Sharp upper bound for the first eigenvalue

TL;DR

This paper establishes sharp upper bounds for the first eigenvalue of the Laplacian on closed hypersurfaces within certain noncompact symmetric and Riemannian manifolds, extending spectral geometry bounds in curved spaces.

Contribution

It provides the first sharp upper bounds for the first eigenvalue of the Laplacian on hypersurfaces in these specific curved ambient spaces.

Findings

Sharp upper bounds for the first eigenvalue are derived.

Results apply to hypersurfaces in noncompact rank-1 symmetric spaces.

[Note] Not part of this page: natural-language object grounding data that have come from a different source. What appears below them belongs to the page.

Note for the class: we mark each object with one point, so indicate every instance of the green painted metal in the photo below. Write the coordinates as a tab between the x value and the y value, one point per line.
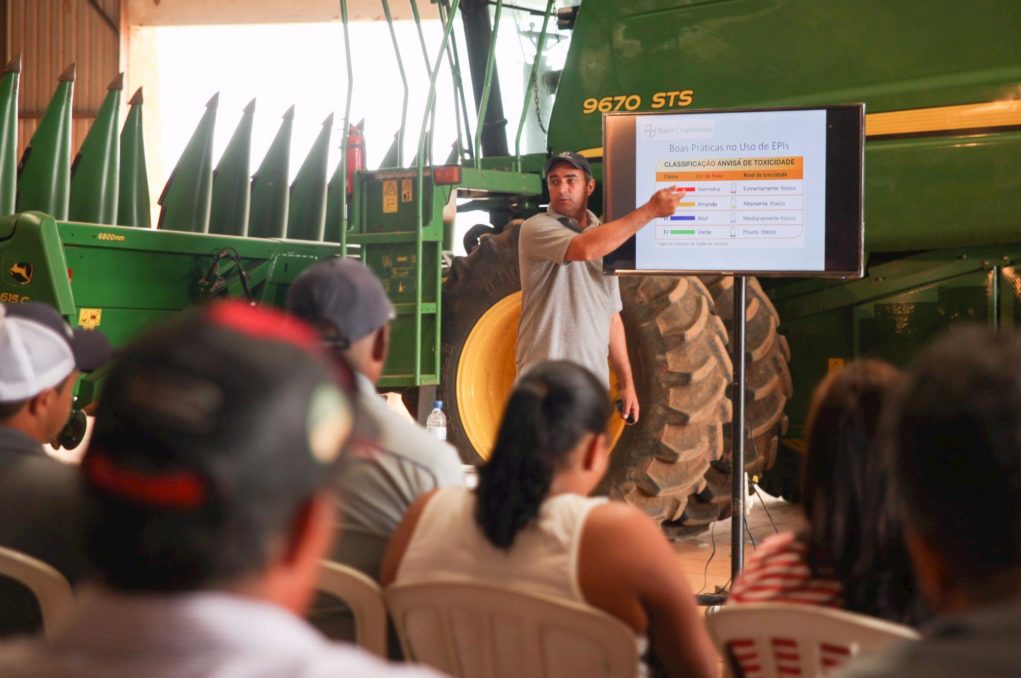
271	182
487	83
44	174
187	196
133	196
893	311
306	215
392	157
399	141
346	127
96	172
407	258
532	77
124	279
8	134
232	180
460	100
331	231
739	53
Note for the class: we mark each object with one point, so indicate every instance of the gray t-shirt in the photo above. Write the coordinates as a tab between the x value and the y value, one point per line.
391	464
566	305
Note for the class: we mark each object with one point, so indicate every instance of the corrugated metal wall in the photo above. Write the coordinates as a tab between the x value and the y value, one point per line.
52	34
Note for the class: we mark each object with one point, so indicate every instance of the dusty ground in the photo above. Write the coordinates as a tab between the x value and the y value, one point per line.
707	571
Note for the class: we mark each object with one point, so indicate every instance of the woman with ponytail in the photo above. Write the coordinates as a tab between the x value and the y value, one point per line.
531	524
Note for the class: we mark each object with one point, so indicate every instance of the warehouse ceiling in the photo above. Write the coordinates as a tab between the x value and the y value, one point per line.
198	12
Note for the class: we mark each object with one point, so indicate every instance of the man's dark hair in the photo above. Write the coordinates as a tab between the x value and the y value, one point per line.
956	451
855	531
552	406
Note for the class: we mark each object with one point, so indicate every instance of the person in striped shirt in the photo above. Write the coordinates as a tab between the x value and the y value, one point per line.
851	553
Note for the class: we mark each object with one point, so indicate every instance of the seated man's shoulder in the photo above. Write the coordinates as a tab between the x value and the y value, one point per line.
406	443
38	476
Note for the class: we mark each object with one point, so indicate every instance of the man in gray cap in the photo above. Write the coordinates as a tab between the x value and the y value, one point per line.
393	462
570	310
40	360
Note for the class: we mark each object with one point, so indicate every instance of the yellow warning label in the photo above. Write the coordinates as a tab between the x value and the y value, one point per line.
89	319
389	196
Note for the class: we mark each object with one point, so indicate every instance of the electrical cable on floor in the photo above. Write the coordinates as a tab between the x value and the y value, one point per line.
755	487
712	534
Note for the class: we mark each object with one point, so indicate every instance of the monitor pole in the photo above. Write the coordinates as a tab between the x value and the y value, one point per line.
738	492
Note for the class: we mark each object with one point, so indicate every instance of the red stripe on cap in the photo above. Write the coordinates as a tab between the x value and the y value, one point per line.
263	323
180	490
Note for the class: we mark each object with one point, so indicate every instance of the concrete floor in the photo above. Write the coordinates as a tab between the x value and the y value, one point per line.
707	571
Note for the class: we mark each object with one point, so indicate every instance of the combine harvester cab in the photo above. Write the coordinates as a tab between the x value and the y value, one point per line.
942	200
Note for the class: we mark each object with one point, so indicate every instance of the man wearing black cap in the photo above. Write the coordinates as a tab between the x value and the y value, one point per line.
207	507
394	461
40	360
570	310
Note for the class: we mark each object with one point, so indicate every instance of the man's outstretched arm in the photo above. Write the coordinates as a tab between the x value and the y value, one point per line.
598	241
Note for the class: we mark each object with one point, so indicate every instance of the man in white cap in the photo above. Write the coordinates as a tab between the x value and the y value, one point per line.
40	360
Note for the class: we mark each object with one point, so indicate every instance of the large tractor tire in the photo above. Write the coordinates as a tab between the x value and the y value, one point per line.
768	383
674	463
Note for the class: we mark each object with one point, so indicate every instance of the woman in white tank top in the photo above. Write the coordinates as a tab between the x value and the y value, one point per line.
531	524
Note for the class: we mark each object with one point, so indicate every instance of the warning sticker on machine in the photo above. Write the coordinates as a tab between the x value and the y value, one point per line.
390	196
90	319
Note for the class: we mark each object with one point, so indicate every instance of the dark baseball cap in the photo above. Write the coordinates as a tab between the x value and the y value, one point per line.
38	349
344	293
228	405
574	159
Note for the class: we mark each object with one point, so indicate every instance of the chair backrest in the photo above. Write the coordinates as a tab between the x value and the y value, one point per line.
776	639
468	628
51	588
363	596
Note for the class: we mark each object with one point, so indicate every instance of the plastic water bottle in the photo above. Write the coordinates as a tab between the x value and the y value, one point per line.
436	423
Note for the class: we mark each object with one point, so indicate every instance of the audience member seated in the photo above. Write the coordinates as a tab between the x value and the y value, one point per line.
392	462
207	507
956	461
40	360
530	524
851	554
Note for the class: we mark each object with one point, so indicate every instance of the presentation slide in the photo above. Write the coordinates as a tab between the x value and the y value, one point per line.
750	190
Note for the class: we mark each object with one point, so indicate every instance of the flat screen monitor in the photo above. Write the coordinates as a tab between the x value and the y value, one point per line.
763	192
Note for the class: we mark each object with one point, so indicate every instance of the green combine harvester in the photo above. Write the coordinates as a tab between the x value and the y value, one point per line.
941	82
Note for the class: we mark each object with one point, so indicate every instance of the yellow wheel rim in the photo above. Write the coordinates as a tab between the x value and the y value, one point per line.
486	373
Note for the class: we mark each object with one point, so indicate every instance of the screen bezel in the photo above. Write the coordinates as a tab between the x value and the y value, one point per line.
844	245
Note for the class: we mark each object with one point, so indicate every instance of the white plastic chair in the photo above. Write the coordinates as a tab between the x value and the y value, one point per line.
51	588
479	630
363	596
776	639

Bounds depend on curvature constraints of the ambient manifold.

Abstract

Let $M$ be a closed hypersurface in a noncompact rank-1 symmetric space $(\bar{\mathbb{M}}, ds^2)$ with $-4 \leq K_{\bar{\mathbb{M}}} \leq -1,$ or in a complete, simply connected Riemannian manifold $\mathbb{M}$ such that $0 \leq K_{\mathbb{M}} \leq \delta^2$ or $K_{\mathbb{M}} \leq k$ where $k = -\delta^2$ or 0. In this paper we give sharp upperbounds for the first eigenvalue of laplacian of $M$.